A wise man once said that the only constant in life changes. Typically organizations resist change while those that are hugely successful embrace the new. These companies tap into the powerful energy of change to bring about Innovation.

Getting Innovating Right
The major cause for innovation failures and their percentage occurrences include:
- Inadequate market analysis – 24%;
- Product problems or defects – 16%;
- Lack of effective marketing effort – 14%;
- Higher costs than anticipated – 10%;
- Competitive strength or reaction – 9%;
- Poor timing of introduction – 8%; and
- Technical or production problems – 6%.
In business “how to innovate” implies creating something new. Often it should be substantially different, not an insignificant change. The change should increase value, customer value, or organizational value. Innovations are intended to make someone better off, and the succession of many innovations grows the whole economy.
“How to Innovate” is about creating value for the innovator as well as the user. The term innovation may refer to both radical and incremental changes to products, processes, or services. The often unspoken goal of innovation is to solve a problem.
Innovation solution may lie in the technology (product etc.) employed or it may lie in altering a business model (processes, value proposition, value chain, complete offering, services, etc.).
Innovations fall into three camps, radical, semi-radical, and incremental. Each has an associated risk level and is usually correlated with a time frame. For example, radical innovation may require a large amount of investment usually taking in excess of 18 months to develop.

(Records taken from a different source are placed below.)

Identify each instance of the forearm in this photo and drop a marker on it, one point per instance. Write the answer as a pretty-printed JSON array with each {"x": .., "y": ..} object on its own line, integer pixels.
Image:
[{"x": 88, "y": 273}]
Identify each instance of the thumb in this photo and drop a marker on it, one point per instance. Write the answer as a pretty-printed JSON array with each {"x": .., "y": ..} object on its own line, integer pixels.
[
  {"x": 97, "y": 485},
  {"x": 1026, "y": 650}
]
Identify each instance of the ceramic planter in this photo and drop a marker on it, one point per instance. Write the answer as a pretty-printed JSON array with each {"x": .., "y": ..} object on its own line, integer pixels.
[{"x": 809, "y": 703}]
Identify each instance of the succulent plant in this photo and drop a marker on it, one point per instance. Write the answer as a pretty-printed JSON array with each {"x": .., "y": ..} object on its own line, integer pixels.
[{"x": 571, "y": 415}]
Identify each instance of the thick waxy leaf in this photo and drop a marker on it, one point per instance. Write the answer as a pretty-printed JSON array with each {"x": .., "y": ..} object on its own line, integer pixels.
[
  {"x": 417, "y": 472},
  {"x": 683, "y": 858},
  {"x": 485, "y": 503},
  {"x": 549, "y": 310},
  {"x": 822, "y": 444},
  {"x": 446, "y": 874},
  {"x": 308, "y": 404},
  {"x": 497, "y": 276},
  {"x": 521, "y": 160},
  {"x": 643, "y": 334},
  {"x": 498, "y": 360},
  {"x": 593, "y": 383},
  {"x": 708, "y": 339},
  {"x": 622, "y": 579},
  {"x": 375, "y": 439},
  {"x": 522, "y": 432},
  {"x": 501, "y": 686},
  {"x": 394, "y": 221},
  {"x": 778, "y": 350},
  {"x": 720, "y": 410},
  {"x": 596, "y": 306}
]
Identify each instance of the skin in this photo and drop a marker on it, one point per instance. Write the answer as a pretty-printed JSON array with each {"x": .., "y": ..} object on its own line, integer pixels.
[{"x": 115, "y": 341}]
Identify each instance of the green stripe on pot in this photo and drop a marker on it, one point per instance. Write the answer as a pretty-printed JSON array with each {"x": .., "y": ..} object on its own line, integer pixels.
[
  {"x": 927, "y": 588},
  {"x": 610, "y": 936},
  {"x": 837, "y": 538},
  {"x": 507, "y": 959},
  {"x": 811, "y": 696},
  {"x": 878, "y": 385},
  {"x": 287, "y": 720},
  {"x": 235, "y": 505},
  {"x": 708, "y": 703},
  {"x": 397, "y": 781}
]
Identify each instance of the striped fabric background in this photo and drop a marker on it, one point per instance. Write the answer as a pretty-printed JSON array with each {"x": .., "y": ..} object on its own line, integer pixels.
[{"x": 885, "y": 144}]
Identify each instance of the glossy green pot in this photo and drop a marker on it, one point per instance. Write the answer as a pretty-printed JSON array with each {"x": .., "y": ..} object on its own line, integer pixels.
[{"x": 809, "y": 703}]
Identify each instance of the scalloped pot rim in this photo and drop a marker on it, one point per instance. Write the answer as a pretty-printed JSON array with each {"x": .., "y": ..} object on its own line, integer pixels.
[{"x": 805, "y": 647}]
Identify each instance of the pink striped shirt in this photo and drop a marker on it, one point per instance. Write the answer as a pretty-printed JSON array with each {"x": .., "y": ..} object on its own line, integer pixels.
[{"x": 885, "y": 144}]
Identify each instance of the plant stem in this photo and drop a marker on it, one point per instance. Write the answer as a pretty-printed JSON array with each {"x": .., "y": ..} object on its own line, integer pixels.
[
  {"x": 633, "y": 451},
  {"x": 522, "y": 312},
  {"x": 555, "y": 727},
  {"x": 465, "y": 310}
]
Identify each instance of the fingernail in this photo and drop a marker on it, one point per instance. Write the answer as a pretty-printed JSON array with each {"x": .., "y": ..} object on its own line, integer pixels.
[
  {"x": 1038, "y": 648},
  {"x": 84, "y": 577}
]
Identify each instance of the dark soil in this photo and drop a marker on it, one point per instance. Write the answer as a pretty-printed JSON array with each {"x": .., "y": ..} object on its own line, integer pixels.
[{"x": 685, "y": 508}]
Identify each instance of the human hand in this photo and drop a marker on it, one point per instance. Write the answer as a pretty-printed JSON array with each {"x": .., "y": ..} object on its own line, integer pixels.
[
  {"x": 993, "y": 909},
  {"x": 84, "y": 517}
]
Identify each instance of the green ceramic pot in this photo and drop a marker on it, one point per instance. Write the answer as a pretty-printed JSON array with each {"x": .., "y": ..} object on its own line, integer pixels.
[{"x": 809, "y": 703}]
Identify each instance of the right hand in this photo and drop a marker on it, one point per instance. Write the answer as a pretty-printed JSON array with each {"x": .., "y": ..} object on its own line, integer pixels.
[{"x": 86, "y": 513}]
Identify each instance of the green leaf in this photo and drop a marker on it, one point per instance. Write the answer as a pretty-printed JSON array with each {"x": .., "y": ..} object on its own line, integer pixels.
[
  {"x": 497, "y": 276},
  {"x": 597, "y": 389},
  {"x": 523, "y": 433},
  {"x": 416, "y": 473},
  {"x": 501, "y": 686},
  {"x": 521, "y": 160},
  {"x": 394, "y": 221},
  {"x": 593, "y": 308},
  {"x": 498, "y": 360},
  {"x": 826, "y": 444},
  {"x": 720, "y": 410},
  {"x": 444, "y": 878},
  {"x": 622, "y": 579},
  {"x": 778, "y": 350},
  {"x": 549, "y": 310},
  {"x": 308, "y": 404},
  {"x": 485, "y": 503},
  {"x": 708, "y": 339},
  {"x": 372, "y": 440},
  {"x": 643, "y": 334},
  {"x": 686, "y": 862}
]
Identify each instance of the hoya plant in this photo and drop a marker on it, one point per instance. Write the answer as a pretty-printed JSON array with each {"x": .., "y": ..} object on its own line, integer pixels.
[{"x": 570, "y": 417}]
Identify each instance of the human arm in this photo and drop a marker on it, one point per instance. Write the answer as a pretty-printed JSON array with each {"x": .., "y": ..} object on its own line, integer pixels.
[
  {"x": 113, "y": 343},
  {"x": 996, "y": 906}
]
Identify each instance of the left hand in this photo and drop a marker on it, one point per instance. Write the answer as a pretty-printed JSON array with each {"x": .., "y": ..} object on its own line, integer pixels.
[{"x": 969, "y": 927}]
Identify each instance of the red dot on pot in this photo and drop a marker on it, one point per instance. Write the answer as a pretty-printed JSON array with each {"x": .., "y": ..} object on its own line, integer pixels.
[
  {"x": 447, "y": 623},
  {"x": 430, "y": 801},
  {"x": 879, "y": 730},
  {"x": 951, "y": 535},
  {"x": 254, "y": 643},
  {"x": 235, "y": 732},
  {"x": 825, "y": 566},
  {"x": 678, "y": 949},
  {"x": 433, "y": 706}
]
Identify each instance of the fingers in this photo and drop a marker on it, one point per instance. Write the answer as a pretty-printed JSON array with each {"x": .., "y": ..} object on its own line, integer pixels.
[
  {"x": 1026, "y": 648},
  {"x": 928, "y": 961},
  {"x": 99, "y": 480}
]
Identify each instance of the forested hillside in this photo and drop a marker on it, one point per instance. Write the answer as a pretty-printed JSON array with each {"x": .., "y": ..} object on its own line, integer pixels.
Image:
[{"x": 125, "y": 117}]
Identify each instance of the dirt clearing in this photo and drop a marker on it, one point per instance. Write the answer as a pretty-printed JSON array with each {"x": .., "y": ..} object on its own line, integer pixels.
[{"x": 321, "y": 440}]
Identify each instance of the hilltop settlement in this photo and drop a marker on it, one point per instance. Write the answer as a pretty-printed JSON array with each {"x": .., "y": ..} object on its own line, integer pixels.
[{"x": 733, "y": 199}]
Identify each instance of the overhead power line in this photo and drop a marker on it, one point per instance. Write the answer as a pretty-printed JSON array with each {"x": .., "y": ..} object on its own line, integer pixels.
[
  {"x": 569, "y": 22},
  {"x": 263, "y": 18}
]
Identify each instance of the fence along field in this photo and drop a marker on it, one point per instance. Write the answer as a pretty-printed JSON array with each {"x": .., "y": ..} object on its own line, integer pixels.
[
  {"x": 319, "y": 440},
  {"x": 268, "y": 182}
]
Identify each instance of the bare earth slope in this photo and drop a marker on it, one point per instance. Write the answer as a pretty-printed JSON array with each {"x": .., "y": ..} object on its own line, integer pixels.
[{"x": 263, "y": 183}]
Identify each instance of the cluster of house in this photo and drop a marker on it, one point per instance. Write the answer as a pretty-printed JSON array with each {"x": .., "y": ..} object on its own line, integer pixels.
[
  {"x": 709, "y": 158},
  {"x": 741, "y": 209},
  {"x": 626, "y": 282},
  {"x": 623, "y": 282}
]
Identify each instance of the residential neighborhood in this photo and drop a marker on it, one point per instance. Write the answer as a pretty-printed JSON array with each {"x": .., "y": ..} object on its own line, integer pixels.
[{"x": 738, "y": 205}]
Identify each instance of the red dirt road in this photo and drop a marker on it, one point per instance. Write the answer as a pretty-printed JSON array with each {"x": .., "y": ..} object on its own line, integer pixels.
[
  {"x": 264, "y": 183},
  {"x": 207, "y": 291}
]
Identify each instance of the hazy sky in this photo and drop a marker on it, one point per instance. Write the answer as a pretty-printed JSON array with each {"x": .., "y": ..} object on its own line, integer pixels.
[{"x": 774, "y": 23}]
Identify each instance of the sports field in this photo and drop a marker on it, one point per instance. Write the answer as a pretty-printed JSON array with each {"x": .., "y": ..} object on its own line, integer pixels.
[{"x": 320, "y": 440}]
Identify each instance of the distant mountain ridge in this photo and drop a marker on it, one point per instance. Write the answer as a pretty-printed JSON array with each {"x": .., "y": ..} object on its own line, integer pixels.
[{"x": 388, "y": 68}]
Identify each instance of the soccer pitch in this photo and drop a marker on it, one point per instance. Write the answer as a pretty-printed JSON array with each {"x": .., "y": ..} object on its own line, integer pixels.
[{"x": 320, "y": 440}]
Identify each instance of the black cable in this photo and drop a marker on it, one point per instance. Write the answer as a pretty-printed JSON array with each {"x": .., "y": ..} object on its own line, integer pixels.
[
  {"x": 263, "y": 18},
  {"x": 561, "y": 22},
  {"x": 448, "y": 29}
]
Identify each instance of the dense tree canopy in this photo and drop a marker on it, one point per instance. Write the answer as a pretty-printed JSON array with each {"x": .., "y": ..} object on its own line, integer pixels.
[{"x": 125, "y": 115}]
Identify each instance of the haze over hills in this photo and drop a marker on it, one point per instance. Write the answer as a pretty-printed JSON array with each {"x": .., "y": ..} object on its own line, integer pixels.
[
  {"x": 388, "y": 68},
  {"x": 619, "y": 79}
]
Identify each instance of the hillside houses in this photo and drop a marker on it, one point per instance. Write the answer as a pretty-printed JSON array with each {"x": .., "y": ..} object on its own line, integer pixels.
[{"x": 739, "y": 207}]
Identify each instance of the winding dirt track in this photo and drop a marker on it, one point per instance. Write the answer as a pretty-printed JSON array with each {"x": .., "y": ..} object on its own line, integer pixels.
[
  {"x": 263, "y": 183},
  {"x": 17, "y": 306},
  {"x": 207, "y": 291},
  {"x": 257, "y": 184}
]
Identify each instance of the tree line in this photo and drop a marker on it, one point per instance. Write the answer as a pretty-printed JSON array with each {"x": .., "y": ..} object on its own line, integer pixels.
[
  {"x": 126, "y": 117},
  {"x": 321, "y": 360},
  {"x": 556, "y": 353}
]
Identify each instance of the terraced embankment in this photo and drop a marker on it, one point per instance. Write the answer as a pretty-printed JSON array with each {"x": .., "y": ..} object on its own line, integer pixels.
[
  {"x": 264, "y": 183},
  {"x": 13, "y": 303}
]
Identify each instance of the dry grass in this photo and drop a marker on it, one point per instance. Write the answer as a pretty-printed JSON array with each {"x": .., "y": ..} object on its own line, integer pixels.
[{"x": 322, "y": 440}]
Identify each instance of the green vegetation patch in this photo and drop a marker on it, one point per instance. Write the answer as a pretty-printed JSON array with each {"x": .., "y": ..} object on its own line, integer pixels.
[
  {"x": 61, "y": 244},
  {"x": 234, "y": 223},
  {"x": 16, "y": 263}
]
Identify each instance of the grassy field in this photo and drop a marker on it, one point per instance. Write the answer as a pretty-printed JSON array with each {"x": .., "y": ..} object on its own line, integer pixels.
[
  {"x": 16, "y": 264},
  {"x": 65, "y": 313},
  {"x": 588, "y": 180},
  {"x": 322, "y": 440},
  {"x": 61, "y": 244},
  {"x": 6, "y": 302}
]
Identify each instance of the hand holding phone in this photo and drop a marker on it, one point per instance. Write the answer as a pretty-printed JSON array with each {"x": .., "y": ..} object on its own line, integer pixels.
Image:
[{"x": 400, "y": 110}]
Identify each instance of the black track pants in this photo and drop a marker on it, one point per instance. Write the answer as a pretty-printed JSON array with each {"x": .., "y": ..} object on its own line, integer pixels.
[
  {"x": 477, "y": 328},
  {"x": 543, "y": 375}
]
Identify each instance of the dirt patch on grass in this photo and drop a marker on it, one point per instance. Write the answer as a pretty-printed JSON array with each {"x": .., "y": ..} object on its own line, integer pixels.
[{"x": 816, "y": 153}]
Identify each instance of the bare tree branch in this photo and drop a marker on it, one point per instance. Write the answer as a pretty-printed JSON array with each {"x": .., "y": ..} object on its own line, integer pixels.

Key Success Factors of Innovation
Key success factors for “how to innovate” include:
- Customer information and data.
- Strong leadership on the innovation strategy & portfolio decisions
- Integrate innovation into the company’s basic business mentality
- Align the amount and type of innovation to the company’s business
- Manage the natural tension between creativity & value capture
- Neutralise organisational antibodies
- Recognise that the basic unit of innovation is a network that includes people and knowledge inside and outside the organisation
- Create the right metrics & rewards for innovation
The “How to Innovate” Process
“How to Innovate” does not just happen, business functions must consciously choose it as a key component of their strategy and invest to allow it to occur. An Innovation readiness assessment should be followed by the development of the Innovation strategy and identification of the key components, processes, and opportunities.
The typical innovation process consists of the following sequence:
1. Develop an innovation strategy leading to an innovation culture
2. Prioritise innovation opportunities
3. Allocate resources and create an innovation structure
4. Implement systems and processes that enable innovation
5. Implement an innovation process including stage gate reviews.
May be along the following lines:
- Idea Generation
- Conceptualisation
- Feasibility
- Development
- Scale-up
- Implement / launch
- Post-Launch
6. Employ metrics to quantitatively measure innovation
7. Employ a reward and recognition system
8. Replicate learning to further the learning organization
Benefits of Having a “How To Innovate” Process
Benefits include:
- Provide a structure for managing innovation projects;
- Add value and improve customer satisfaction;
- Anticipate failures and avoid them;
- Minimise design changes;
- Reduce development cycle times; Reduce life cycle costs;
- Reduce manufacturing cycle times and time to market;
- Improve product quality, reliability, and durability;
- Improve communication among functions, particularly sales and marketing, product development, and manufacturing; and
- Reduce costs of after sale service and support.